Article 4 : Sous réserve de l’admission de M. A… au bénéfice de l’aide juridictionnelle à titre définitif, il y a lieu de mettre à la charge de l’Etat la somme de 1 500 euros qui sera versée à Me Hug, son conseil, au titre de l’article 37 de la loi du 10 juillet 1991, sous réserve qu’elle renonce à percevoir la somme correspondant à la part contributive de l’Etat au titre de l’aide juridictionnelle.
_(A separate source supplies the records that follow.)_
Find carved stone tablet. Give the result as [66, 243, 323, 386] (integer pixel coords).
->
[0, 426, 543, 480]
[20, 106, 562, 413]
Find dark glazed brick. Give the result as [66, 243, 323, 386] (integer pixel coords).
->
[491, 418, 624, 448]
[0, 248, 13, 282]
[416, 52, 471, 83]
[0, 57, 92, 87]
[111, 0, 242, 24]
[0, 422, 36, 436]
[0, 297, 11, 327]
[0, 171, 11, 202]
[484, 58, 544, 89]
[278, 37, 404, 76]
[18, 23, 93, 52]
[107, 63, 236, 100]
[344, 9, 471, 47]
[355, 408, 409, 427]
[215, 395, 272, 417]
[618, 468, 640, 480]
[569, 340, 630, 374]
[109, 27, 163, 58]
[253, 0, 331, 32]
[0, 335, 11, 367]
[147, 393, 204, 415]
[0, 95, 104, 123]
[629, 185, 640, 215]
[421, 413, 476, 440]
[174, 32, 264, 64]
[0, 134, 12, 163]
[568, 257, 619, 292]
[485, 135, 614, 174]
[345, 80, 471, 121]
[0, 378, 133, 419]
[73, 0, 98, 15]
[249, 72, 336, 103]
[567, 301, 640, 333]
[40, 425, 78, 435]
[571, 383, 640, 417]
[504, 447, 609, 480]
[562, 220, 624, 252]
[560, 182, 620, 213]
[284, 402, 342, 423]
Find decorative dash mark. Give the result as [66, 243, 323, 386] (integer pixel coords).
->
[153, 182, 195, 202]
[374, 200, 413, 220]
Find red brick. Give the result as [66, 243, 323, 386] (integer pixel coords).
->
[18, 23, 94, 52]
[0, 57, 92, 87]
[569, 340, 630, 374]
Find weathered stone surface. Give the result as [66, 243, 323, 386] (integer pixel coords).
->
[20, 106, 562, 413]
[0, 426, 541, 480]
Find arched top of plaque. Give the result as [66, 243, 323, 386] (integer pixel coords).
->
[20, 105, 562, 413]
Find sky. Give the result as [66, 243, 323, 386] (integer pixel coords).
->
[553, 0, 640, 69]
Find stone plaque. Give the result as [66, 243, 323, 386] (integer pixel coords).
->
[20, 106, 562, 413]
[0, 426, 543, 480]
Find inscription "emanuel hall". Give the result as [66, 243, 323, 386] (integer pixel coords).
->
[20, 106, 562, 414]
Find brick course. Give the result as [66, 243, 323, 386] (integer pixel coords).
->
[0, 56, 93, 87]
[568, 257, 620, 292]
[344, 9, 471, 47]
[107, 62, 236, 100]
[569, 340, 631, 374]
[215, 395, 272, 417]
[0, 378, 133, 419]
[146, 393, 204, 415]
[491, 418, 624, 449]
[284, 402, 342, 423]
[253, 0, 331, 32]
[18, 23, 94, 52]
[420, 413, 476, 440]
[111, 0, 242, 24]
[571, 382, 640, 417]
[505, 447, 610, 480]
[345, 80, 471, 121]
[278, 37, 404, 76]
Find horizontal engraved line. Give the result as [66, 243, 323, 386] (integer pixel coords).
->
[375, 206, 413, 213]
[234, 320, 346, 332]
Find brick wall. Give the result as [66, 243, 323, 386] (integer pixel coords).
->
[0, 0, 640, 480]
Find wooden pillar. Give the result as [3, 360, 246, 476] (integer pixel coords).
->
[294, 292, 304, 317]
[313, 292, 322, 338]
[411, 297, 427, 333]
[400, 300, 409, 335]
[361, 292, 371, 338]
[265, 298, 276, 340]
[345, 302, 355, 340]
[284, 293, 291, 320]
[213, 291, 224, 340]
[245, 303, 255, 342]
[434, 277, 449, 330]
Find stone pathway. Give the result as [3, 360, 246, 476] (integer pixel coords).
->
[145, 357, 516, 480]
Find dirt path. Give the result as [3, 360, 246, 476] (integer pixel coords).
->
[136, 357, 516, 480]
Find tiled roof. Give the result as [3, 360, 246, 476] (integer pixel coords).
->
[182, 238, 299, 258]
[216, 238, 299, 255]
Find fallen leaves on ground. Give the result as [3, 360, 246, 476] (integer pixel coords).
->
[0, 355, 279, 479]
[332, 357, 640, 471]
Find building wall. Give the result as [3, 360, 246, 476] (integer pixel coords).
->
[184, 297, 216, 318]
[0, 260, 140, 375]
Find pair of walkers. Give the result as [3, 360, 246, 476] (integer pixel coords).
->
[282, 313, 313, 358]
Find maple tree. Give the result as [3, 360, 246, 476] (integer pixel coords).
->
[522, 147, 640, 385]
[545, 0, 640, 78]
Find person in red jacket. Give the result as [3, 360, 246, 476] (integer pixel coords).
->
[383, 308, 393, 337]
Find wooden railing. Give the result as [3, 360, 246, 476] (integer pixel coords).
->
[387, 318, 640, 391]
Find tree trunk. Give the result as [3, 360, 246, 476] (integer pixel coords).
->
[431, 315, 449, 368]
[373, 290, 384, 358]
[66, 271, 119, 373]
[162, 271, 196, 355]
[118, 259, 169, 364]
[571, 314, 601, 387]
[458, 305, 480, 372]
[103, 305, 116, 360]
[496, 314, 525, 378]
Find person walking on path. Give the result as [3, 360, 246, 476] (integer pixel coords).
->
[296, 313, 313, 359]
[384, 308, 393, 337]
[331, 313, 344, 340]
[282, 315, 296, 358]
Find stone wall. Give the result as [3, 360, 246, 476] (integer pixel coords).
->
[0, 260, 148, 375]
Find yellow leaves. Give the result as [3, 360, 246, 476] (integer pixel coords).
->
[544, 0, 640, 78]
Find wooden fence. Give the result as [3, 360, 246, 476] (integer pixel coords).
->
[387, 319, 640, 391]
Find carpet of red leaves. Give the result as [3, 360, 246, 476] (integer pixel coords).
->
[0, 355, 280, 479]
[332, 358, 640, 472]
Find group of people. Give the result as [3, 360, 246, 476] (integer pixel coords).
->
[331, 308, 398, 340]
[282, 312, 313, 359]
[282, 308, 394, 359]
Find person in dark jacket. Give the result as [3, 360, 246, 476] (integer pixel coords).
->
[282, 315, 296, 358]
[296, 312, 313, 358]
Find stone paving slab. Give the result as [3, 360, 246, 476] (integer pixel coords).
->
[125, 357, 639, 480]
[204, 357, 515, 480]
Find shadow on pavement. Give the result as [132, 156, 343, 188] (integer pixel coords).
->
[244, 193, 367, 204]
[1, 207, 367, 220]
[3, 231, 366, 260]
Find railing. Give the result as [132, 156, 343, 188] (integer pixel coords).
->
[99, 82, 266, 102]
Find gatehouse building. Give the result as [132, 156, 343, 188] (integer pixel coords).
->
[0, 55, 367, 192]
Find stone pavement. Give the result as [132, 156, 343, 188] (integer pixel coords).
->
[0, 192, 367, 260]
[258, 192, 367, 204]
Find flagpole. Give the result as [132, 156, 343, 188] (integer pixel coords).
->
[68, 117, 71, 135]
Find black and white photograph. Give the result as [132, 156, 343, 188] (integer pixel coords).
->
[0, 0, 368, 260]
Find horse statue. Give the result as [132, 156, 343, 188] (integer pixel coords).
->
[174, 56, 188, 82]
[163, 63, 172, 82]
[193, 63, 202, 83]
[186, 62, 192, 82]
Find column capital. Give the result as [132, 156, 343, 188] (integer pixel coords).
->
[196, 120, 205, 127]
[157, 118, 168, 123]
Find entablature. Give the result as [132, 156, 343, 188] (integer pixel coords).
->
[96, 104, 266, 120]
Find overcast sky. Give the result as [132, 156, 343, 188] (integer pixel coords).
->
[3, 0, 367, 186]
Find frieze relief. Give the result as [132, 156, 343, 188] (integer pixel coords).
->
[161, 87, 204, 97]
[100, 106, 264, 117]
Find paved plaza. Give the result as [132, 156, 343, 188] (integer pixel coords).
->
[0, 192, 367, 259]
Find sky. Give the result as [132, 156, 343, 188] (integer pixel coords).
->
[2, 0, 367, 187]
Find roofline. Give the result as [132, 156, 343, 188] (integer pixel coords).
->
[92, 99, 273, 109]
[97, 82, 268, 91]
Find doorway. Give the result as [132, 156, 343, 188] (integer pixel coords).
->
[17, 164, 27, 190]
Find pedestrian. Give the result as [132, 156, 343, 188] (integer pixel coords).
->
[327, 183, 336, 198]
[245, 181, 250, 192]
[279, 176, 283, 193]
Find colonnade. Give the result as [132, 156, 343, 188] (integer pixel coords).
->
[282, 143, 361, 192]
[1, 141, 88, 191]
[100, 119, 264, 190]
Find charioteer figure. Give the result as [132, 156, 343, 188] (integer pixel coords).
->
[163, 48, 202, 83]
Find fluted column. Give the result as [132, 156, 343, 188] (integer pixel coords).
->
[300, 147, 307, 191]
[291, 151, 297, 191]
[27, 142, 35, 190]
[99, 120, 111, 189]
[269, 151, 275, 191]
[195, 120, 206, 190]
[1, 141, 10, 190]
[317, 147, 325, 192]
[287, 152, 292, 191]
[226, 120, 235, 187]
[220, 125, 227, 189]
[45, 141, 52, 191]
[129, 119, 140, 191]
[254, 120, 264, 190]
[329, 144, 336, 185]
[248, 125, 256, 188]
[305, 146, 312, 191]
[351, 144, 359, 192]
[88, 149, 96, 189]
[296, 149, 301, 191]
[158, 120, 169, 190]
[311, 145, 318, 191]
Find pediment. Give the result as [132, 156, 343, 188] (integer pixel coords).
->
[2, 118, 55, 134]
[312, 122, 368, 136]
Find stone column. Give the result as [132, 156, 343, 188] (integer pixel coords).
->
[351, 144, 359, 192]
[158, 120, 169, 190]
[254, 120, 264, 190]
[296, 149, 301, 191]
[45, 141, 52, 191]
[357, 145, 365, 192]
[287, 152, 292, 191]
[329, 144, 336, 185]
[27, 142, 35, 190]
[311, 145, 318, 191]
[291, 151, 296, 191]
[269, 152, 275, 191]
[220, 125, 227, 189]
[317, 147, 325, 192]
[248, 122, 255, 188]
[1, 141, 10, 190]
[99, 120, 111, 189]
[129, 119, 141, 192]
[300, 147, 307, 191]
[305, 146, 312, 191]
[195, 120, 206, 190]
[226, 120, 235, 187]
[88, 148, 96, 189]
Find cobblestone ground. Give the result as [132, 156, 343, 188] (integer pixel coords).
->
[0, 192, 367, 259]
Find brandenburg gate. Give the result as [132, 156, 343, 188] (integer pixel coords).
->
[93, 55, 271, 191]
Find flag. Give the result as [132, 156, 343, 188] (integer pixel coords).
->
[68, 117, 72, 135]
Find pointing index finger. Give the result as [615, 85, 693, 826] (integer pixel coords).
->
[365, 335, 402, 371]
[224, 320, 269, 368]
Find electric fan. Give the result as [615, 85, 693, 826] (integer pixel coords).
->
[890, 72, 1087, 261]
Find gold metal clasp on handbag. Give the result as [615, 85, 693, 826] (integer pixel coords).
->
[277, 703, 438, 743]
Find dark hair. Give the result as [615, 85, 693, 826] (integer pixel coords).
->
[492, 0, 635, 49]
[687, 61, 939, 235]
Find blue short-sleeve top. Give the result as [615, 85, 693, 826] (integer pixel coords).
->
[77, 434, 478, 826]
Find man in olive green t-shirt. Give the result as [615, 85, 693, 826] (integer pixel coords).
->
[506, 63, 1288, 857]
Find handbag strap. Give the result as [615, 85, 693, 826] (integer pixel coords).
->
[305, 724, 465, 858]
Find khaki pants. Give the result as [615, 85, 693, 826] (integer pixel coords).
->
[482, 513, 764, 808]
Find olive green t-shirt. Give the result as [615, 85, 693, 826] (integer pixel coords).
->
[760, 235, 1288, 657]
Dans l’hypothèse où il ne serait pas admis à titre définitif au bénéfice de cette aide, la somme en cause sera versée directement à M. A… sur le fondement de l’article L. 761-1 du code de justice administrative.
Article 5 : Les conclusions de la requête de M. A… sont rejetées pour le surplus.
Article 6 : La présente ordonnance sera notifiée à M. B… A… et au ministre de l’intérieur.
Copie en sera adressée au préfet des Hauts-de-Seine.
Fait à Cergy, le 1er juin 2026.
Le juge des référés,
signé
J. Belhadj
La République mande et ordonne au ministre de l’intérieur en ce qui le concerne ou à tous commissaires de justice à ce requis en ce qui concerne les voies de droit commun contre les parties privées, de pourvoir à l’exécution de la présente décision.